La strategia di difesa dell’Europa
Per difendersi dalla crescente marea di attacchi informatici e affrontare le minacce future, in dicembre la Commissione ha messo a punto la “Strategia Ue per il decennio digitale”, adottata in marzo dal Consiglio d’Europa.
Bruxelles vuole per esempio introdurre una specie di “cyber scudo” europeo. Uno dei problemi più sentiti, a livello continentale, è infatti la condivisione di informazioni. Da qui l’obiettivo di mettere in rete tutti quelli che tecnicamente si chiamano Computer Security Incident Response Teams (CSIRT), ma anche i Security Operations Centers (SOC): in pratica, le unità operative istituite da authority nazionali, organizzazioni pubbliche e società private, essenziali per raccogliere informazioni e isolare eventi sospetti avvenuti nei network monitorati. La Commissione mette sul piatto oltre 300 milioni di euro per costruire una rete dei SOC esistenti, finanziandone in alcuni casi l’adeguamento tecnologico: una maxioperazione pubblico-privato che rappresenterebbe una potente arma per monitorare i cyberattacchi.
Fonte: Enisa
Ci sono poi i satelliti spaziali. Un’altra idea messa sul tavolo da Bruxelles è quella di costruire un’infrastruttura di comunicazione ultrasicura utilizzando sistemi di crittografia di nuova generazione con tecnologie al 100% europee. Questo network a prova di cyberattacco dovrebbe poggiare su due pilastri: la rete in fibra ottica ma anche il sistema di satelliti spaziali europei, in grado di coprire l’intero territorio del Vecchio continente. Dietro a questo c’è l’ambizioso progetto di costruire un sistema di comunicazioni multiorbitale per rendere a prova di hacker le comunicazioni strategiche tra Governi.

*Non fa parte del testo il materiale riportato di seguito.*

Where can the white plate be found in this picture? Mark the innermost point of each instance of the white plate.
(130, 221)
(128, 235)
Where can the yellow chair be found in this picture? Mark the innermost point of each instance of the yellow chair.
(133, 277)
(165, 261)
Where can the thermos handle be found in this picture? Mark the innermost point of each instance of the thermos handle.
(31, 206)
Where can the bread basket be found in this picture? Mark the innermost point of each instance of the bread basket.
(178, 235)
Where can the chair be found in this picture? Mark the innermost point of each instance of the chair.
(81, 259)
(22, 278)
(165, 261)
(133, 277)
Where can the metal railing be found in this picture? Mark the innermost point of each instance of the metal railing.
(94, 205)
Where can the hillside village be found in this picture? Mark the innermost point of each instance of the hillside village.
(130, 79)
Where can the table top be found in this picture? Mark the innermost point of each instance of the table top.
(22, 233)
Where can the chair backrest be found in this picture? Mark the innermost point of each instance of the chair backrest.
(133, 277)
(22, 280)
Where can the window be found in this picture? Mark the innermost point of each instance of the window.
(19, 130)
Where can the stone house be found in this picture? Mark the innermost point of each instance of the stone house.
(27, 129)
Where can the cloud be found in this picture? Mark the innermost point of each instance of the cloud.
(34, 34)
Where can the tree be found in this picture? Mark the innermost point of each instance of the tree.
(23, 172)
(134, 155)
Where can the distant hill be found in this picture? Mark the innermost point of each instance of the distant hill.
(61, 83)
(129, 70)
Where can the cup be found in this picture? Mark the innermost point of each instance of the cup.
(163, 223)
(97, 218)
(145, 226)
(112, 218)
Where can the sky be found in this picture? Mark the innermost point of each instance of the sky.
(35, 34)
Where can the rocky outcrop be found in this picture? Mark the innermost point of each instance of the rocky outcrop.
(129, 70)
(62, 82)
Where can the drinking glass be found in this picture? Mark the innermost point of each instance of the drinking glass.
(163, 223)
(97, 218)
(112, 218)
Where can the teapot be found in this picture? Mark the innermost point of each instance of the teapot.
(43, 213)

Un nervo da sempre scoperto (in particolare con la Cina) riguarda poi la sicurezza delle nuove reti di telecomunicazione mobile, a partire dal 5G ma non solo. Nel gennaio 2020 Bruxelles aveva adottato il “5G Toolbox”, che identifica un set di standard e misure per mettere le nuove reti di telecomunicazioni al riparo dai cyberattacchi, cercando anche di evitare la dipendenza da fornitori extra europei poco affidabili.
E l’Internet delle Cose? Il boom di device connessi in rete (dagli smartphone agli elettrodomestici, fino ai veicoli e ai semafori intelligenti della smart city) rappresenta un nuovo “tallone d’Achille” per gli attacchi informatici: Bruxelles, che ha già affrontato il problema con il Cybersecurity Act e con il primo Union Rolling Work Programme, sta ora lavorando a una nuova normativa stringente per i fabbricanti di prodotti o servizi legati all’“Internet of Things”. L’obiettivo è anche quello di assicurare la cancellazione dei dati personali e di altre informazioni sensibili una volta che un device viene smaltito.

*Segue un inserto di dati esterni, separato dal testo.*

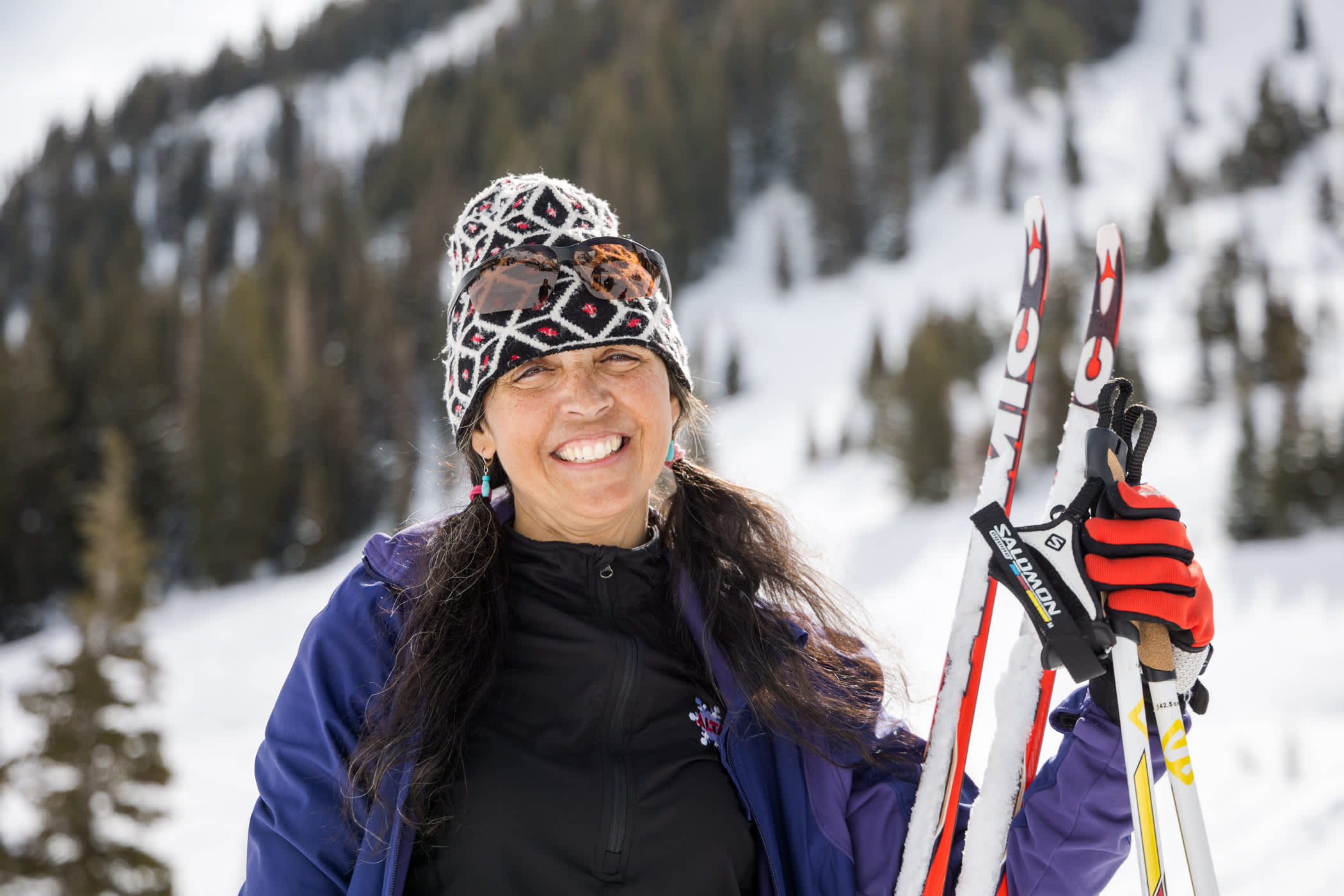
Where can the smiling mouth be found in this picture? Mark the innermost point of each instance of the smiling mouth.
(592, 453)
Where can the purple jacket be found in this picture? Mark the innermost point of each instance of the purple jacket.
(823, 829)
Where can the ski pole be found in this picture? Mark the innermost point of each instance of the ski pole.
(1155, 655)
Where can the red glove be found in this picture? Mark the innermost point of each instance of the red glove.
(1143, 559)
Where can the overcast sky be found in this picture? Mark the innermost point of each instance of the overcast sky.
(58, 56)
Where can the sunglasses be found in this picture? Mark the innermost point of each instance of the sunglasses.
(522, 277)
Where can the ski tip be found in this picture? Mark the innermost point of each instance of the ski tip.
(1108, 241)
(1034, 214)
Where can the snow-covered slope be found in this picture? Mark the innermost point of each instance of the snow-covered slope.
(1269, 778)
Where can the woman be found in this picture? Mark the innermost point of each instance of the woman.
(569, 687)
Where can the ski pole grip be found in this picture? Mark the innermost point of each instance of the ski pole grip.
(1155, 646)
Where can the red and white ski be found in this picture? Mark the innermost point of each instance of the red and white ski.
(924, 868)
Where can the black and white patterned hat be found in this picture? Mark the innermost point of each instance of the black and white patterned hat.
(535, 209)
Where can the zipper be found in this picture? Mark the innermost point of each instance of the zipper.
(751, 816)
(619, 806)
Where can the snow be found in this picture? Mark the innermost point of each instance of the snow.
(1265, 755)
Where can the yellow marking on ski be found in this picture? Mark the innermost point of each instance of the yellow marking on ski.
(1179, 766)
(1147, 826)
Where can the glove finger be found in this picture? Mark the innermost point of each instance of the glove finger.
(1153, 574)
(1140, 501)
(1137, 538)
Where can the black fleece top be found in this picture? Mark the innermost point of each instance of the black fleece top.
(588, 771)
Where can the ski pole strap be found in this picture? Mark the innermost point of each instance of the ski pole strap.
(1052, 607)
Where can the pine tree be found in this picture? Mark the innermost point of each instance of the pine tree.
(890, 134)
(89, 777)
(1044, 39)
(1277, 133)
(877, 370)
(1286, 485)
(1055, 358)
(1215, 317)
(1073, 163)
(1325, 210)
(733, 375)
(783, 265)
(1284, 343)
(1197, 22)
(913, 409)
(1159, 250)
(1009, 179)
(1183, 94)
(1179, 188)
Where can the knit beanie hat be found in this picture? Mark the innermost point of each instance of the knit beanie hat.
(535, 209)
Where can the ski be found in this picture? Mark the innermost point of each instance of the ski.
(924, 868)
(1023, 696)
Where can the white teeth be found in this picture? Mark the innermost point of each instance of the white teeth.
(590, 452)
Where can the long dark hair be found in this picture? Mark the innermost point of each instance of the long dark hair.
(751, 578)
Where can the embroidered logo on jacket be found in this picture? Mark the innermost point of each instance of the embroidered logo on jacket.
(708, 721)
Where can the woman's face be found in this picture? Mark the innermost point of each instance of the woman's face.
(582, 436)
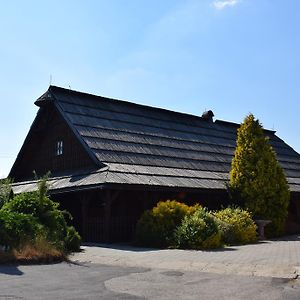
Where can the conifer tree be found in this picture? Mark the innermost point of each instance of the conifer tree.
(257, 178)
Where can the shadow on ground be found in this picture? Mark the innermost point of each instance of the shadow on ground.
(10, 270)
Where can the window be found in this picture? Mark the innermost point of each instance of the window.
(59, 148)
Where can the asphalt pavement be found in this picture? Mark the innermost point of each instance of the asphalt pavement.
(93, 281)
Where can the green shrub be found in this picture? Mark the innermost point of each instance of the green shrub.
(236, 225)
(256, 178)
(72, 240)
(46, 213)
(156, 227)
(198, 231)
(5, 190)
(17, 229)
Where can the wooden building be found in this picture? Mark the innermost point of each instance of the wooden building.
(110, 160)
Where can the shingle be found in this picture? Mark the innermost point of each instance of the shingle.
(151, 146)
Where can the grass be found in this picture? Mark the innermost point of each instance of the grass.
(40, 252)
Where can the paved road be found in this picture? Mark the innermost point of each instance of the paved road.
(276, 258)
(92, 281)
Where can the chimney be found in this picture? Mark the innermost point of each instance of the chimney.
(208, 116)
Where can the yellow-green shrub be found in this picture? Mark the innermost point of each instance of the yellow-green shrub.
(236, 225)
(156, 227)
(198, 231)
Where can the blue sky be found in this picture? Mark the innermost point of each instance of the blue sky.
(231, 56)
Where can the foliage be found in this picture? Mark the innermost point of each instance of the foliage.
(198, 231)
(44, 220)
(257, 178)
(5, 190)
(156, 227)
(17, 229)
(41, 251)
(236, 225)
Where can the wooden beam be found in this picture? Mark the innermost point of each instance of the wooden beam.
(84, 199)
(109, 198)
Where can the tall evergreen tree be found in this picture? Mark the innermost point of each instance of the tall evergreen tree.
(257, 178)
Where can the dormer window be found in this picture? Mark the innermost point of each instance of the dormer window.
(59, 148)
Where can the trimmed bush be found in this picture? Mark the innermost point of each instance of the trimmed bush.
(17, 229)
(198, 231)
(236, 225)
(39, 216)
(156, 227)
(44, 211)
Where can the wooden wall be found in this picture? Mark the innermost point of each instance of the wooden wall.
(39, 152)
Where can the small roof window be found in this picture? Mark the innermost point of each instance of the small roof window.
(59, 148)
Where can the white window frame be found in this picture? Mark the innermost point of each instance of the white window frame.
(59, 148)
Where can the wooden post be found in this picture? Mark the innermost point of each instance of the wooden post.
(109, 197)
(84, 215)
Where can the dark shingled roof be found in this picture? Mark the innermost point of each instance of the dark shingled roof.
(140, 145)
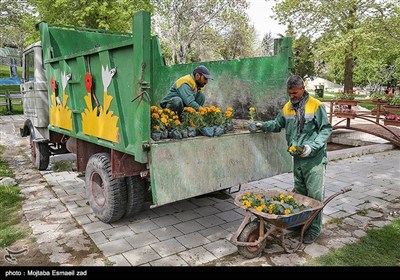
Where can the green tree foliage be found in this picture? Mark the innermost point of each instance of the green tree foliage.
(103, 14)
(267, 45)
(341, 24)
(13, 31)
(303, 57)
(203, 30)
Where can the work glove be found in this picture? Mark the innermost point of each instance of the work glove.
(306, 151)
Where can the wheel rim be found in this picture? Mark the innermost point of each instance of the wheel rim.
(253, 236)
(97, 189)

Quello della cybersicurezza è insomma un settore caldo, non solo in Europa. Ma anche un ottimo investimento per i risparmiatori, attraverso i vari Etf disponibili sul mercato. Uno degli indici di riferimento, il Msci Acwi Imi Cyber Security, che raggruppa 55 aziende della sicurezza informatica di tutto il mondo, ha chiuso il 2020 con una maxi-performance di oltre il 51%. E dal 30 novembre 2016 al 30 settembre 2021 ha archiviato un guadagno medio lordo annuo di oltre il 25%. Un settore “growth” che senza dubbio, nei prossimi anni, continuerà a far parlare di sé.